We first conduct principal component analysis as the dataset had many quantitative variables. We perform this to understand how many variables are needed to account for most of the variation in the data. Based on the elbow plot below we can see that we can use the first 5 principal components to account for 95% of the variation in the data.

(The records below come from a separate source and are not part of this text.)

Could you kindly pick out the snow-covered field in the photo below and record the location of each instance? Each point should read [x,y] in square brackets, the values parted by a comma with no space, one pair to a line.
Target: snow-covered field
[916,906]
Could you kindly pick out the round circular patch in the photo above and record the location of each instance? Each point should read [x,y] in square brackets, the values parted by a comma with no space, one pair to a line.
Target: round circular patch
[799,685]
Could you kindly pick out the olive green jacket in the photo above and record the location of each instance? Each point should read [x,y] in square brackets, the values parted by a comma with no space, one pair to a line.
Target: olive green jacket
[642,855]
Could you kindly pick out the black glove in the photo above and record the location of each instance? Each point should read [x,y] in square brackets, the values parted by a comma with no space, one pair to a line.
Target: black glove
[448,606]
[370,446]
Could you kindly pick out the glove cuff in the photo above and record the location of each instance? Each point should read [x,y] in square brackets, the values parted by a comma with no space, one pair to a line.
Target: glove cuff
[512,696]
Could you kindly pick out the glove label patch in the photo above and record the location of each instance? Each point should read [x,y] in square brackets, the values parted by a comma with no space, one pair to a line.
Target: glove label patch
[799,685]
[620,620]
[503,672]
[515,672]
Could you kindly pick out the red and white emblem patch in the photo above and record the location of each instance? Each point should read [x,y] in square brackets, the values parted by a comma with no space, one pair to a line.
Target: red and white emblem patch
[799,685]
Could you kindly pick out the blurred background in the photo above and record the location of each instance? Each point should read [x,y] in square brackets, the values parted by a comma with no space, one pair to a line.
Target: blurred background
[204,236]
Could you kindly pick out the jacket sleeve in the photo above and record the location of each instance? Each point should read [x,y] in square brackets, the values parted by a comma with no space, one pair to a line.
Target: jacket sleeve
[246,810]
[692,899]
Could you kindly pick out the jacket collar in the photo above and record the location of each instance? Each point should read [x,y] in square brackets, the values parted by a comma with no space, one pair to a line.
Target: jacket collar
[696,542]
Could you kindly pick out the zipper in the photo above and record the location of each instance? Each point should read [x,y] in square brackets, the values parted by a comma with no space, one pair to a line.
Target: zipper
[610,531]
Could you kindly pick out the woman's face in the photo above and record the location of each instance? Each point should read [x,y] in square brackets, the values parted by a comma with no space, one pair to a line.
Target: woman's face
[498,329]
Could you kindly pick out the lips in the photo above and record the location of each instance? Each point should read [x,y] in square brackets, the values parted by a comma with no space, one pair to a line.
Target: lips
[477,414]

## Importance of components:
## PC1 PC2 PC3 PC4 PC5 PC6 PC7
## Standard deviation 2.2037 1.4857 1.34592 1.15822 1.11731 1.03072 1.01378
## Proportion of Variance 0.2208 0.1003 0.08234 0.06098 0.05674 0.04829 0.04672
## Cumulative Proportion 0.2208 0.3211 0.40342 0.46440 0.52114 0.56943 0.61615
## PC8 PC9 PC10 PC11 PC12 PC13 PC14
## Standard deviation 0.96261 0.95468 0.9357 0.92292 0.89401 0.8813 0.81705
## Proportion of Variance 0.04212 0.04143 0.0398 0.03872 0.03633 0.0353 0.03034
## Cumulative Proportion 0.65827 0.69969 0.7395 0.77821 0.81454 0.8498 0.88018
## PC15 PC16 PC17 PC18 PC19 PC20 PC21
## Standard deviation 0.79152 0.74716 0.57913 0.55728 0.53080 0.4875 0.38454
## Proportion of Variance 0.02848 0.02537 0.01524 0.01412 0.01281 0.0108 0.00672
## Cumulative Proportion 0.90866 0.93403 0.94928 0.96339 0.97620 0.9870 0.99373
## PC22
## Standard deviation 0.37150
## Proportion of Variance 0.00627
## Cumulative Proportion 1.00000
## PC1 PC2 PC3 PC4 PC5 PC6 PC7 PC8 PC9 PC10
## 0.22075 0.10033 0.08234 0.06098 0.05674 0.04829 0.04672 0.04212 0.04143 0.03980
## PC11 PC12 PC13 PC14 PC15 PC16 PC17 PC18 PC19 PC20
## 0.03872 0.03633 0.03530 0.03034 0.02848 0.02537 0.01524 0.01412 0.01281 0.01080
## PC21 PC22
## 0.00672 0.00627
We now look at a graph plotting the first two principal components, colored the data points by the smsa variable, representing if the observation of the county is in an urban area or not. We can see from the plot above that low PC1 values are usually attributed with urban areas and high PC1 values are usually corresponding to non-urban areas as shown from the majority of red data points on the right and blue data points on the left. However, within this plot of the first two principal components we can see that the distributions overlap indicating that there is not enough evidence to conclude the urban and non-urban areas are significantly different in their principal components.
To summarize, in this analysis, we examined three different research questions looking at the Frequency of Crime, Severity of Crime, and General Attributes of Crime. From examining visualizations and performing various tests, we concluded the following:
In our temporal analysis, we were limited by the amount of time the data was recorded over. Since the data is from only a 7 year period, it may be beneficial to collect data over a longer time period to get a better idea of crime trends over time.
A second limitation of our analysis was that we did not analyze causal relationships, but rather looked at associations between variables. Studying causality could provide better insights into what factors cause crime to increase or decrease, which could prove useful to regulatory authorities. Future work could look into implementing methods of causal inference, such as instrumental variables analysis.